The data clearly demonstrate how gender-related barriers to access the grievance mechanism can vary by nationality and culture. For immigrant Burmese female workers, it initially looked like engagement was higher for male immigrant Burmese workers but it transpired that female mobile phone ownership was low. Once phone ownership increased and targeted female-led training was implemented, female workers’ engagement significantly increased. On the other hand, Cambodian immigrant female employees generally seemed to prefer communicating with a fellow female to report issues, regardless of the channel - social media, phone app, hotline. This was particularly prominent if it was their first experience of reporting labour concerns.
Female workers are now clear about the options available to them and are empowered to decide which channels they would feel most comfortable in using.
The major difficulties and barriers women report with their employer's grievance mechanism are:
- Not receiving clear information about the supplier's own process for handling complaints and conducting investigations.
- Lack of trust that their information will be kept confidential resulting in discrimination and/or intimidation, including threats of reprisals for raising issues.

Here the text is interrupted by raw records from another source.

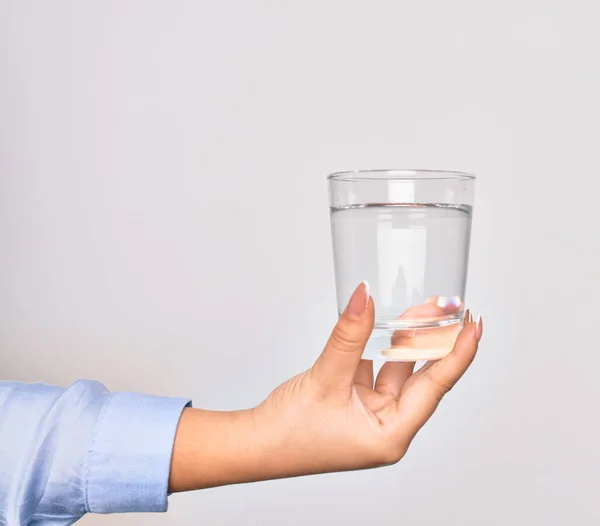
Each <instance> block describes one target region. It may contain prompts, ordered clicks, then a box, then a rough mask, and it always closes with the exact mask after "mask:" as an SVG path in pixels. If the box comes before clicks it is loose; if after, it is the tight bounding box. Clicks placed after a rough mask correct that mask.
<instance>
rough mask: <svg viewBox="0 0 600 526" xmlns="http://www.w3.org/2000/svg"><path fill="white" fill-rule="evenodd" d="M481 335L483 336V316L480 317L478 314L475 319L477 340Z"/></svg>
mask: <svg viewBox="0 0 600 526" xmlns="http://www.w3.org/2000/svg"><path fill="white" fill-rule="evenodd" d="M482 336H483V318H482V317H481V314H478V315H477V320H475V337H476V338H477V341H479V340H481V337H482Z"/></svg>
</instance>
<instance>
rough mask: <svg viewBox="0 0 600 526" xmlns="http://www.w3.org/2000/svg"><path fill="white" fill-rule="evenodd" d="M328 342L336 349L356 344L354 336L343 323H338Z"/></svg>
mask: <svg viewBox="0 0 600 526" xmlns="http://www.w3.org/2000/svg"><path fill="white" fill-rule="evenodd" d="M329 341H330V343H331V345H332V346H333V347H335V348H336V349H341V350H343V349H346V348H348V347H353V346H355V345H356V338H355V337H354V336H353V334H352V332H351V331H350V330H349V329H348V328H347V327H345V326H344V325H338V326H337V327H336V328H335V330H334V331H333V333H332V334H331V338H330V340H329Z"/></svg>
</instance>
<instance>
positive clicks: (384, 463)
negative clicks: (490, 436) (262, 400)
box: [169, 284, 483, 492]
mask: <svg viewBox="0 0 600 526" xmlns="http://www.w3.org/2000/svg"><path fill="white" fill-rule="evenodd" d="M419 308H421V309H429V311H428V313H429V314H431V315H436V314H438V315H439V314H443V313H444V312H448V311H447V310H446V308H443V307H440V306H438V305H436V304H424V305H422V306H419V307H416V308H413V309H419ZM450 308H452V306H450ZM411 312H412V313H413V314H414V311H407V313H405V314H406V315H407V317H410V315H411ZM373 324H374V304H373V300H372V298H371V297H370V295H369V291H368V287H367V286H366V284H361V285H359V286H358V288H357V289H356V290H355V291H354V293H353V295H352V297H351V299H350V301H349V303H348V306H347V307H346V310H345V311H344V312H343V314H342V315H341V316H340V319H339V321H338V323H337V325H336V326H335V328H334V330H333V332H332V334H331V337H330V338H329V341H328V342H327V344H326V346H325V349H324V350H323V352H322V354H321V356H320V357H319V358H318V359H317V361H316V363H315V364H314V365H313V367H311V368H310V369H309V370H307V371H305V372H303V373H302V374H299V375H298V376H295V377H294V378H292V379H290V380H288V381H287V382H285V383H283V384H282V385H280V386H279V387H277V388H276V389H275V390H274V391H273V392H272V393H271V394H270V395H269V397H268V398H267V399H266V400H265V401H264V402H263V403H261V404H260V405H259V406H257V407H256V408H253V409H249V410H244V411H234V412H214V411H204V410H198V409H186V410H184V413H183V414H182V417H181V421H180V424H179V427H178V430H177V435H176V439H175V446H174V449H173V457H172V461H171V475H170V480H169V491H171V492H176V491H187V490H192V489H201V488H207V487H213V486H220V485H225V484H235V483H244V482H253V481H259V480H268V479H277V478H284V477H294V476H300V475H309V474H315V473H326V472H333V471H348V470H357V469H367V468H374V467H378V466H384V465H390V464H394V463H396V462H398V461H399V460H400V459H401V458H402V457H403V456H404V455H405V453H406V451H407V449H408V447H409V445H410V443H411V441H412V440H413V438H414V437H415V435H416V434H417V432H418V431H419V429H421V427H422V426H423V425H424V424H425V422H427V420H428V419H429V418H430V417H431V415H432V414H433V412H434V411H435V409H436V408H437V406H438V404H439V403H440V401H441V400H442V398H443V396H444V395H445V394H446V393H447V392H448V391H450V389H451V388H452V387H453V386H454V384H455V383H456V382H457V381H458V380H459V379H460V377H461V376H462V375H463V374H464V372H465V371H466V370H467V368H468V367H469V365H470V364H471V362H472V361H473V359H474V358H475V354H476V352H477V347H478V343H479V340H480V339H481V336H482V332H483V324H482V321H481V319H480V318H478V320H477V321H476V322H474V321H473V320H472V317H471V315H470V313H469V312H468V311H467V313H466V314H465V323H464V327H463V329H462V331H461V332H460V334H459V336H458V338H457V340H456V343H455V346H454V349H453V350H452V352H451V353H450V354H448V355H447V356H446V357H444V358H442V359H441V360H438V361H433V362H427V363H426V364H425V365H424V366H423V367H421V368H420V369H419V370H418V371H416V372H414V366H415V364H414V363H403V362H386V363H385V364H384V365H383V367H382V368H381V370H380V371H379V374H378V375H377V378H374V376H373V363H372V362H371V361H368V360H363V359H362V353H363V350H364V347H365V345H366V342H367V340H368V338H369V336H370V334H371V331H372V330H373ZM396 337H397V338H398V339H402V338H406V337H407V336H406V335H405V334H402V331H398V333H397V336H396ZM392 343H394V341H392Z"/></svg>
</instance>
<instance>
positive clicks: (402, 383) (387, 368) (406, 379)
mask: <svg viewBox="0 0 600 526" xmlns="http://www.w3.org/2000/svg"><path fill="white" fill-rule="evenodd" d="M414 368H415V362H386V363H384V364H383V367H382V368H381V370H380V371H379V374H378V375H377V381H376V382H375V391H377V392H378V393H382V394H383V393H387V394H390V395H392V396H393V397H394V398H398V397H399V396H400V393H401V392H402V387H404V383H405V382H406V380H408V379H409V378H410V376H411V375H412V373H413V371H414Z"/></svg>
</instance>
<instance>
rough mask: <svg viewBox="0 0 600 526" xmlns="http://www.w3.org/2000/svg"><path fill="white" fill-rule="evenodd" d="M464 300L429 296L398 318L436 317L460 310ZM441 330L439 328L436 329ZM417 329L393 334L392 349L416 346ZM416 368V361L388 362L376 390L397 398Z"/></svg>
mask: <svg viewBox="0 0 600 526" xmlns="http://www.w3.org/2000/svg"><path fill="white" fill-rule="evenodd" d="M461 309H462V301H461V300H460V298H458V297H455V298H444V297H443V296H434V297H431V298H428V299H427V301H426V302H425V303H423V304H421V305H415V306H414V307H410V308H409V309H407V310H406V311H405V312H404V313H403V314H402V315H401V316H400V317H399V318H398V319H401V320H402V319H408V318H422V317H436V316H443V315H447V314H451V313H453V312H460V310H461ZM434 330H436V331H439V330H440V329H439V328H436V329H434ZM425 331H426V330H423V329H421V330H420V335H421V336H422V335H424V333H425ZM416 337H417V331H415V330H410V329H399V330H397V331H394V334H393V335H392V341H391V343H392V349H393V348H394V347H401V346H405V347H412V346H414V342H415V339H416ZM414 368H415V362H386V363H385V364H384V365H383V367H382V368H381V370H380V371H379V374H378V375H377V381H376V382H375V390H376V391H377V392H379V393H387V394H390V395H392V396H393V397H395V398H398V397H399V396H400V393H401V392H402V387H403V386H404V383H405V382H406V380H407V379H408V378H410V376H411V375H412V373H413V371H414Z"/></svg>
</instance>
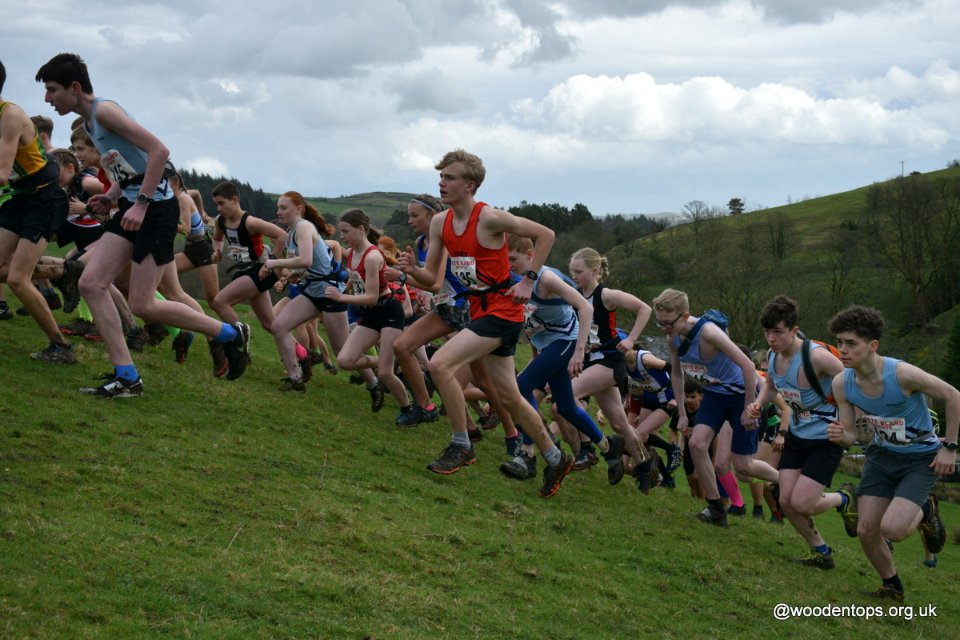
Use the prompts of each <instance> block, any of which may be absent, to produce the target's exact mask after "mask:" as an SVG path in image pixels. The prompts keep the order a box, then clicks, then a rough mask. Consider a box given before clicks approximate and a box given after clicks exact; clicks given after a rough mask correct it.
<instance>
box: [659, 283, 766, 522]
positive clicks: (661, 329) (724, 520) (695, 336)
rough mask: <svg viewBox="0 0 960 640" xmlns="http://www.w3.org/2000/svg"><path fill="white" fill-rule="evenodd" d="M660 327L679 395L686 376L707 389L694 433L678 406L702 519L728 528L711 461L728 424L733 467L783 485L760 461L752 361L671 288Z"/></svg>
mask: <svg viewBox="0 0 960 640" xmlns="http://www.w3.org/2000/svg"><path fill="white" fill-rule="evenodd" d="M653 306H654V312H655V313H656V316H657V319H656V323H657V326H658V327H660V329H661V330H662V331H663V332H664V334H665V335H666V337H667V345H668V346H669V347H670V358H671V370H670V379H671V382H672V383H673V392H674V395H675V396H679V395H680V394H681V393H682V392H683V384H684V375H687V376H689V377H691V378H693V379H694V380H695V381H697V382H699V383H700V384H701V385H702V386H703V401H702V402H701V404H700V409H699V410H698V411H697V420H696V424H695V425H694V426H693V427H692V428H691V427H690V425H689V423H688V420H687V415H686V409H685V408H684V405H683V404H678V405H677V410H678V411H677V413H678V415H679V418H678V421H677V427H678V429H679V430H680V432H681V433H683V434H684V435H685V436H687V437H688V438H689V439H690V454H691V456H692V457H693V463H694V467H695V469H696V473H697V478H698V479H699V480H700V486H701V488H702V489H703V492H704V494H705V495H706V500H707V507H706V508H705V509H704V510H703V511H701V512H700V513H698V514H697V518H698V519H699V520H700V521H701V522H705V523H709V524H714V525H717V526H718V527H726V526H727V512H726V509H725V508H724V507H723V502H722V501H721V500H720V492H719V491H718V489H717V481H716V470H715V468H714V465H713V461H712V460H711V459H710V444H711V443H712V442H713V440H714V438H715V437H717V435H718V434H719V433H720V430H721V428H722V427H723V424H724V422H729V423H730V427H731V428H732V441H731V444H730V451H731V454H732V458H733V467H734V469H735V470H736V472H737V473H738V474H740V475H742V476H745V477H751V478H760V479H762V480H766V481H767V482H777V481H778V479H779V477H778V474H777V470H776V469H774V468H773V467H771V466H770V465H768V464H767V463H765V462H761V461H759V460H754V459H753V455H754V454H755V453H756V452H757V421H756V420H755V419H754V418H752V417H750V415H749V414H748V412H747V408H746V407H747V405H749V404H750V403H752V402H753V401H754V399H755V397H756V393H757V381H756V369H755V368H754V366H753V362H752V361H751V360H750V358H749V357H747V355H746V354H745V353H744V352H743V351H742V350H741V349H740V348H739V347H738V346H737V345H736V344H734V343H733V341H732V340H730V337H729V336H728V335H727V334H726V332H725V331H724V330H723V329H721V328H720V327H719V326H718V325H717V324H716V323H714V322H712V321H710V320H709V319H708V318H697V317H694V316H691V315H690V301H689V299H688V298H687V294H685V293H684V292H682V291H677V290H675V289H666V290H664V291H663V292H662V293H661V294H660V295H659V296H657V297H656V299H654V301H653Z"/></svg>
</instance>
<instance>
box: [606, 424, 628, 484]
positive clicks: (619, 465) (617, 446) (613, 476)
mask: <svg viewBox="0 0 960 640" xmlns="http://www.w3.org/2000/svg"><path fill="white" fill-rule="evenodd" d="M607 442H608V443H609V444H610V448H609V449H608V450H607V452H606V453H605V454H603V459H604V460H606V461H607V482H609V483H610V484H617V483H619V482H620V481H621V480H622V479H623V473H624V471H625V469H624V466H623V436H621V435H620V434H619V433H614V434H613V435H611V436H608V437H607Z"/></svg>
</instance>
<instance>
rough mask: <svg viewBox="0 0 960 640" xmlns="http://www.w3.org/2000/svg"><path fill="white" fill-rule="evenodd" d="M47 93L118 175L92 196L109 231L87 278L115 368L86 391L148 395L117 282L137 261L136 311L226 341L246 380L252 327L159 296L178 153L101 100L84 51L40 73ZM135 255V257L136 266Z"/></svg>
mask: <svg viewBox="0 0 960 640" xmlns="http://www.w3.org/2000/svg"><path fill="white" fill-rule="evenodd" d="M36 79H37V82H42V83H43V85H44V89H45V91H46V94H45V96H44V99H45V100H46V101H47V102H48V103H49V104H50V105H51V106H53V108H54V109H55V110H56V111H57V113H59V114H60V115H66V114H68V113H76V114H78V115H80V116H83V118H84V119H85V122H84V125H83V126H84V128H85V130H86V131H87V133H88V135H89V136H90V139H91V140H92V141H93V144H94V146H96V148H97V150H98V151H99V152H100V162H101V165H102V166H103V168H104V169H105V170H106V171H107V172H108V173H109V174H110V176H111V180H112V184H111V186H110V189H109V191H107V193H105V194H102V195H96V196H92V197H91V198H90V200H89V201H88V203H89V206H90V207H91V209H92V210H93V212H94V213H95V214H97V215H100V216H104V217H106V216H108V215H109V214H110V213H111V211H112V210H113V209H114V208H117V209H118V211H117V213H116V214H115V215H113V217H112V218H110V219H109V221H107V223H106V225H105V227H104V234H103V237H102V238H100V240H99V241H98V242H97V244H96V246H95V247H93V248H92V249H91V252H90V254H91V255H90V260H89V262H88V263H87V267H86V269H85V270H84V272H83V275H82V276H81V278H80V292H81V293H82V295H83V297H84V298H85V299H86V300H87V303H88V304H89V305H90V309H91V311H92V312H93V317H94V322H95V323H96V325H97V330H98V331H99V332H100V335H101V336H103V340H104V343H105V344H106V347H107V352H108V354H109V356H110V361H111V362H112V363H113V367H114V371H113V373H111V374H107V376H106V382H104V383H103V384H102V385H100V386H99V387H84V388H82V389H81V390H80V391H81V392H82V393H87V394H91V395H95V396H99V397H104V398H128V397H132V396H139V395H142V394H143V381H142V380H141V379H140V375H139V373H138V372H137V368H136V367H135V366H134V364H133V360H132V359H131V357H130V350H129V349H128V348H127V343H126V340H125V338H124V335H123V329H122V327H121V324H120V316H119V314H118V313H117V309H116V306H115V305H114V303H113V301H112V300H111V298H110V292H109V287H110V285H111V284H112V283H113V281H114V279H116V277H117V275H119V273H120V272H121V271H122V270H123V269H124V268H125V267H126V266H127V265H128V264H130V265H131V267H130V287H129V292H130V293H129V301H130V310H131V311H132V312H133V313H135V314H136V315H138V316H140V317H141V318H143V319H144V320H145V321H148V322H159V323H162V324H166V325H170V326H175V327H179V328H180V329H187V330H190V331H196V332H199V333H203V334H205V335H208V336H211V337H214V338H215V339H216V340H217V341H218V342H222V343H223V344H224V348H225V349H226V352H227V360H228V362H229V371H228V372H227V378H228V379H230V380H233V379H236V378H239V377H240V376H241V375H242V374H243V372H244V370H245V369H246V366H247V342H248V340H249V337H250V329H249V327H248V326H247V325H245V324H243V323H241V322H238V323H236V324H233V325H230V324H226V323H222V322H219V321H217V320H214V319H213V318H209V317H207V316H206V315H204V314H202V313H198V312H197V311H195V310H194V309H191V308H190V307H188V306H187V305H185V304H182V303H179V302H172V301H169V300H157V298H156V296H155V294H156V291H157V285H158V284H159V282H160V277H161V275H162V274H163V270H164V268H165V265H166V264H167V263H169V262H172V261H173V256H174V253H173V241H174V237H175V236H176V234H177V222H178V221H179V219H180V207H179V204H178V203H177V200H176V198H175V197H174V193H173V189H172V188H171V187H170V184H169V182H168V180H167V179H166V178H165V177H164V168H165V165H166V162H167V159H168V158H169V156H170V152H169V151H168V150H167V148H166V146H164V144H163V143H162V142H161V141H160V140H159V139H158V138H157V137H156V136H154V135H153V134H152V133H150V132H149V131H147V130H146V129H145V128H144V127H143V126H141V125H140V124H138V123H137V122H136V121H135V120H134V119H133V118H131V117H130V115H129V114H127V112H126V111H124V110H123V108H122V107H120V105H119V104H117V103H116V102H113V101H111V100H105V99H103V98H98V97H96V96H95V95H94V94H93V85H92V83H91V82H90V76H89V74H88V72H87V66H86V64H85V63H84V62H83V60H82V59H81V58H80V56H78V55H76V54H72V53H61V54H58V55H56V56H54V57H53V58H51V59H50V61H49V62H47V63H46V64H45V65H43V66H42V67H41V68H40V70H39V71H38V72H37V78H36ZM131 260H132V261H133V262H132V264H131Z"/></svg>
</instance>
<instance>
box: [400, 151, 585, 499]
mask: <svg viewBox="0 0 960 640" xmlns="http://www.w3.org/2000/svg"><path fill="white" fill-rule="evenodd" d="M436 168H437V170H438V171H440V199H441V200H442V201H443V202H444V204H446V205H447V206H449V207H450V209H448V210H447V211H446V212H445V213H442V214H437V215H435V216H434V217H433V220H431V222H430V231H429V240H430V246H429V249H428V250H427V260H426V264H425V265H424V266H423V267H417V266H416V263H415V261H414V259H413V256H412V255H411V254H410V252H407V253H405V254H404V255H403V256H401V258H400V266H401V270H403V271H405V272H408V273H411V274H413V275H414V276H415V277H416V278H417V280H418V281H419V282H421V283H422V284H423V285H425V286H427V287H431V286H434V285H435V284H436V283H437V282H439V281H441V279H442V277H443V274H442V267H443V249H446V250H447V252H448V254H449V255H450V258H451V265H452V269H453V272H454V275H456V276H457V278H458V279H459V280H460V282H461V283H463V285H464V286H466V287H467V288H468V289H469V296H470V324H468V325H467V327H466V328H464V329H463V330H462V331H460V333H458V334H457V335H456V336H454V337H453V338H452V339H451V340H450V341H449V342H447V343H446V344H444V345H443V346H442V347H441V348H440V350H439V351H437V353H436V354H435V355H434V356H433V358H432V359H431V360H430V374H431V376H432V377H433V380H434V383H435V384H436V385H437V390H438V391H439V392H440V397H441V398H442V399H443V403H444V406H445V407H446V410H447V417H448V418H449V419H450V424H451V427H452V430H453V433H452V437H451V442H450V444H449V445H448V446H447V447H446V448H445V449H444V450H443V452H442V453H441V454H440V456H439V457H438V458H437V459H436V460H434V461H433V462H431V463H430V464H428V465H427V468H428V469H429V470H430V471H433V472H434V473H440V474H450V473H455V472H456V471H458V470H460V469H461V468H462V467H463V466H465V465H470V464H473V463H474V462H476V459H477V458H476V454H475V452H474V449H473V445H472V444H471V443H470V438H469V436H468V435H467V424H466V414H465V413H464V412H465V404H464V398H463V389H461V387H460V385H459V384H458V383H457V381H456V379H455V375H454V374H456V372H457V370H459V369H460V368H461V367H463V366H465V365H467V364H469V363H470V362H473V361H474V360H478V359H482V360H483V362H484V364H485V365H486V368H487V371H488V372H489V374H490V378H491V380H492V381H493V384H494V386H495V387H496V388H497V390H498V391H499V392H500V397H501V400H502V401H503V404H504V405H505V406H506V408H507V411H508V412H509V413H510V415H511V416H513V419H514V421H515V423H516V424H517V426H518V427H519V428H521V429H523V430H524V431H525V432H526V433H527V434H528V435H529V436H530V437H531V438H533V440H534V442H535V443H536V444H537V447H538V448H539V449H540V451H541V453H542V454H543V456H544V459H545V461H546V468H545V469H544V472H543V484H542V486H541V487H540V495H541V496H543V497H548V496H552V495H553V494H555V493H556V492H557V490H558V489H559V488H560V484H561V482H562V481H563V478H564V477H565V476H566V475H567V474H568V473H569V472H570V469H571V468H572V467H573V457H572V456H569V455H567V454H565V453H563V452H562V451H561V450H560V449H559V448H558V447H557V446H556V445H555V444H554V442H553V440H552V439H551V438H550V435H549V434H548V433H547V430H546V429H545V428H544V425H543V420H542V419H541V418H540V414H539V413H538V412H537V411H535V410H534V409H533V407H532V406H530V403H529V402H527V401H526V400H525V399H524V398H523V396H522V395H521V394H520V389H519V388H518V387H517V377H516V365H515V363H514V359H513V354H514V351H515V349H516V343H517V339H518V338H519V336H520V330H521V328H522V327H523V305H524V304H525V303H526V302H527V301H528V300H529V299H530V293H531V290H532V289H533V284H534V282H535V280H536V278H537V277H538V271H539V269H540V267H542V266H543V263H544V260H546V257H547V255H548V254H549V253H550V248H551V247H552V246H553V231H551V230H550V229H548V228H547V227H544V226H543V225H540V224H537V223H535V222H533V221H531V220H527V219H525V218H519V217H517V216H514V215H512V214H511V213H510V212H508V211H503V210H501V209H494V208H493V207H491V206H489V205H487V204H486V203H483V202H477V201H476V200H475V199H474V196H475V195H476V192H477V189H478V188H479V187H480V185H481V184H482V183H483V180H484V177H485V176H486V169H485V168H484V166H483V162H482V161H481V160H480V158H478V157H477V156H475V155H473V154H471V153H467V152H466V151H464V150H462V149H458V150H456V151H451V152H449V153H448V154H446V155H445V156H444V158H443V159H442V160H441V161H440V162H439V163H438V164H437V166H436ZM508 233H513V234H516V235H519V236H524V237H528V238H531V239H533V240H534V242H535V247H536V252H535V256H534V259H533V260H532V261H531V269H530V271H528V272H527V273H525V274H524V275H523V278H521V280H520V282H518V283H516V284H514V283H513V279H512V278H511V277H510V264H509V260H508V257H507V253H508V249H507V243H506V234H508Z"/></svg>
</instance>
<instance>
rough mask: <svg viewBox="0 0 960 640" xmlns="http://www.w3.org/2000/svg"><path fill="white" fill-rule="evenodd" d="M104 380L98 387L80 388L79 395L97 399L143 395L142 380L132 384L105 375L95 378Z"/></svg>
mask: <svg viewBox="0 0 960 640" xmlns="http://www.w3.org/2000/svg"><path fill="white" fill-rule="evenodd" d="M97 379H98V380H106V382H104V383H103V384H102V385H100V386H99V387H80V393H84V394H87V395H90V396H96V397H98V398H135V397H137V396H142V395H143V380H142V379H140V378H139V377H138V378H137V379H136V380H134V381H133V382H129V381H127V380H123V379H121V378H118V377H116V376H115V375H114V374H112V373H105V374H103V375H102V376H100V377H98V378H97Z"/></svg>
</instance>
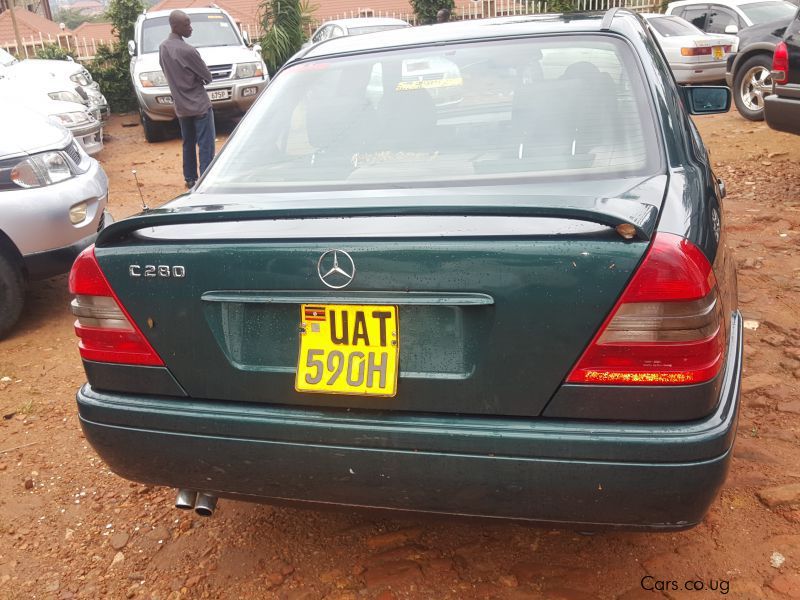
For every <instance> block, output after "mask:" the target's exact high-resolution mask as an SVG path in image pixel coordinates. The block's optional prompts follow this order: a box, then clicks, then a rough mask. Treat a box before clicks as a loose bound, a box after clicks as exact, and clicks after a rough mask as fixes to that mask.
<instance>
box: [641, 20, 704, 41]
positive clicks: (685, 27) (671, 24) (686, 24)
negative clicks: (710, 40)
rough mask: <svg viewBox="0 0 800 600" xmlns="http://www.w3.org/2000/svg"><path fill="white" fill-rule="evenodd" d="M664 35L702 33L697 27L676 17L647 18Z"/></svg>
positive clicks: (696, 34)
mask: <svg viewBox="0 0 800 600" xmlns="http://www.w3.org/2000/svg"><path fill="white" fill-rule="evenodd" d="M647 22H648V23H650V25H652V26H653V28H654V29H655V30H656V31H657V32H658V33H660V34H661V35H662V36H664V37H675V36H681V35H703V32H702V31H700V30H699V29H698V28H697V27H695V26H694V25H692V24H691V23H689V22H688V21H684V20H683V19H680V18H678V17H656V18H654V19H648V20H647Z"/></svg>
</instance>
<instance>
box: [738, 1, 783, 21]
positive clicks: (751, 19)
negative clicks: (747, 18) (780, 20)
mask: <svg viewBox="0 0 800 600" xmlns="http://www.w3.org/2000/svg"><path fill="white" fill-rule="evenodd" d="M739 8H740V9H741V10H742V12H743V13H744V14H746V15H747V18H748V19H750V20H751V21H752V22H753V25H758V24H759V23H768V22H770V21H778V20H780V19H791V18H792V17H793V16H794V13H796V12H797V7H796V6H795V5H794V4H791V3H790V2H781V1H776V2H754V3H753V4H742V5H741V6H739Z"/></svg>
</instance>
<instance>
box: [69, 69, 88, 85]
mask: <svg viewBox="0 0 800 600" xmlns="http://www.w3.org/2000/svg"><path fill="white" fill-rule="evenodd" d="M87 75H88V72H87V73H75V74H74V75H70V76H69V79H70V81H72V82H73V83H77V84H78V85H89V84H90V83H91V82H92V80H91V79H90V78H89V77H87Z"/></svg>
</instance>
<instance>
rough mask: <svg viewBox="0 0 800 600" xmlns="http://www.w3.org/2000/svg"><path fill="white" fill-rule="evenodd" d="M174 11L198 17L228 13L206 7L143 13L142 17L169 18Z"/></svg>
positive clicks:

- Concern that those actions and investigations will be unfair and will not lead to meaningful change.
To address these challenges, the first step was to understand the nature of the barriers and then design communication channels that would keep workers at the centre of the process and have clear commitments to remedy, not merely collecting information for due diligence purposes. Ultimately, the grievance mechanism is built on trust; this is constructed through community and onsite engagement, as well as offering tools that are fit for purpose.
This initiative's learnings and experiences have shown that the ability to gain trust and have a positive impact on workers, especially female ones, requires not only an environment where they feel comfortable sharing their issues but also being responsive to those grievances. It has also demonstrated the importance of providing empowering options to move forward and helping to maintain safeguards against reprisals throughout the process.
This project is in line with the aim of ALDI's Gender Equality Action Plan to share relevant lessons learned and to enable and support others in strengthening gender equality in supply chains.
ALDI is incorporating these learnings in our activities to strengthen workers' rights and safeguard gender equality in supply chains and plans to continue working with the Issara Institute to provide access to the grievance mechanism and remediation actions in ALDI's supply chains across Southeast Asia.